The paper begins with an overview of the project organization, the digital macro functionality, and the MyHDL-based design flow. Then the advantages of MyHDL are discussed based on the experience from the present project.

Project organization

The term mixed-signal design means that both analog and digital blocks are combined on a single silicon die. Therefore, analog and digital design share a number of goals such as minimizing area and power consumption. However, the implementation techniques and the associated complexity of the two disciplines are fundamentally different. Analog design deals with the interactions between electronic devices such as transistors and capacitors, and with physical effects in silicon. Digital design, in contrast, is mostly concerned with logical behavior.
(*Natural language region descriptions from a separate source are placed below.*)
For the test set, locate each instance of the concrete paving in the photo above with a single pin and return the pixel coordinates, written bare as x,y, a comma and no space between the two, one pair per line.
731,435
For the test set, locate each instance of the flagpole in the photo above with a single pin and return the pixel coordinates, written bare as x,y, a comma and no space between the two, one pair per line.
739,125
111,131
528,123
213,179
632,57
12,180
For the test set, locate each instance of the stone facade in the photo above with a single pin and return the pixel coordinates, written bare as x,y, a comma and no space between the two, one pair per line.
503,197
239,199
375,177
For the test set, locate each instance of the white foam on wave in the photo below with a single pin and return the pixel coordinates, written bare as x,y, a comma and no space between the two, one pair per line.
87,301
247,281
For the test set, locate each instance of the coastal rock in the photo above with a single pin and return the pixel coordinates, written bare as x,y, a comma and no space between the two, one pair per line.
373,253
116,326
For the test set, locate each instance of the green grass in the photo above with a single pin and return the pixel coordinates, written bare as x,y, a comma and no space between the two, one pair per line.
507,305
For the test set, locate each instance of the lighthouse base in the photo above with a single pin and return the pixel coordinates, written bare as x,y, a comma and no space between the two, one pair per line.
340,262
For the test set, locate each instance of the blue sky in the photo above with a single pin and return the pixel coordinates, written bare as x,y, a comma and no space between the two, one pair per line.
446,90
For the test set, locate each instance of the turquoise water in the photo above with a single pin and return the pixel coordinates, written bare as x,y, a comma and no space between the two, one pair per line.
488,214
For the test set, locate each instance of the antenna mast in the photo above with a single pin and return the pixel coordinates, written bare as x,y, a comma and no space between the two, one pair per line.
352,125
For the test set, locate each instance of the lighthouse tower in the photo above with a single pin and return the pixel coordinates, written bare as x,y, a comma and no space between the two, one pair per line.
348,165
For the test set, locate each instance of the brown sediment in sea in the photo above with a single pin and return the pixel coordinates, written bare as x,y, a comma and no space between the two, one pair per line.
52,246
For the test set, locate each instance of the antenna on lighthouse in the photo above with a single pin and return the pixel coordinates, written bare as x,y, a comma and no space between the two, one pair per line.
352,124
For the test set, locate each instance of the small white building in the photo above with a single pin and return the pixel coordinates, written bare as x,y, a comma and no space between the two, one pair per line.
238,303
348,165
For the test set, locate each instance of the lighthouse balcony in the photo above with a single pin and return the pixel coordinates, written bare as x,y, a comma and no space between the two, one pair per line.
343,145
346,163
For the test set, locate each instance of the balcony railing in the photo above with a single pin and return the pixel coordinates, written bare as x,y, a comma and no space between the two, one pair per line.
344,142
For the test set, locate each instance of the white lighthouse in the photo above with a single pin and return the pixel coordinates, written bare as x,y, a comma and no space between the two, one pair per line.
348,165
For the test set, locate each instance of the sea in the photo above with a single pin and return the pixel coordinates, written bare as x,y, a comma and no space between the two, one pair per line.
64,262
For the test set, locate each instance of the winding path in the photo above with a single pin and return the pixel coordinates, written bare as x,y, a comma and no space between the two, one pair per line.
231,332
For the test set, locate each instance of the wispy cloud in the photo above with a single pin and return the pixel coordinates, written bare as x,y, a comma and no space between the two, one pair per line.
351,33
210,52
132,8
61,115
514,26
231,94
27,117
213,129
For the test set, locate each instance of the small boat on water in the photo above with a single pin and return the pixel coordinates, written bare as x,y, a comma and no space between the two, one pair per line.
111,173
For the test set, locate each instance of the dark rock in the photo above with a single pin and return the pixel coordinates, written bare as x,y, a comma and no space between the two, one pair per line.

Successful mixed-signal design requires analog and digital design teams that are strong in their own discipline, but equally strong in understanding the needs of the other team and capable of efficiently interfacing with it. In this project, this challenge was met through a partnership between an analog design company, ICSense, and a digital design company, Easics. This partnership has delivered a number of successful mixed-signal design projects in the past and will be strengthened further in the future.

The architectural definition, RTL design, and RTL verification of the digital macro was carried out by the present author. He is a founder and director of Easics, and currently works as a consultant.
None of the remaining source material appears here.